Wir bekommen schon einen ersten Eindruck dieses gewaltigen Gebirges auf unserem Weg nach Kargil. Obwohl sich der Pass schon über 3500m über das Meer erhebt, ragen zahlreiche schneebedeckte Gipfel noch ein gutes Stück über uns auf. Dank jetzt wieder guter Straße kommen wir nachmittags wohlbehalten in der quirligen, muslimisch geprägten „Metropole“ am Eingang zum Suru-Valley an. Mal sehen, wie es die nächsten Tage weiter geht, der Winter ist dieses Jahr recht früh hier eingefallen…

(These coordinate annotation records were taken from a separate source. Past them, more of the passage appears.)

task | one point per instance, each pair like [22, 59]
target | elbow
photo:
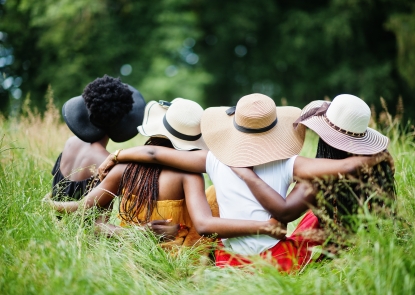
[284, 218]
[202, 228]
[151, 153]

Einmal mehr tolle Eindrücke mit super Bilder, freue mich sehr über eure interessanten Berichte! Bleibt Gesund!
Besten Dank, Christian
Wie kann ich euch ein paar Liter Sprit spenden?
Hallo Christian,
danke danke, freut uns, wenn Dir unsere Berichte gefallen!
Eine Spritspende wäre natürlich immer gut, besonders wenn es wie in Zanskar mal wieder keinen an der Tanke gibt 🙂 Womit Du uns aber wirklich eine Freude machen würdest, wäre eine kleine Spende an die Kailash Bodhi School (Kathmandu): http://www.patenschulen.de/150.html
Das Projekt werden wir in den nächsten Wochen noch besuchen und haben dort selber eine Patenschaft.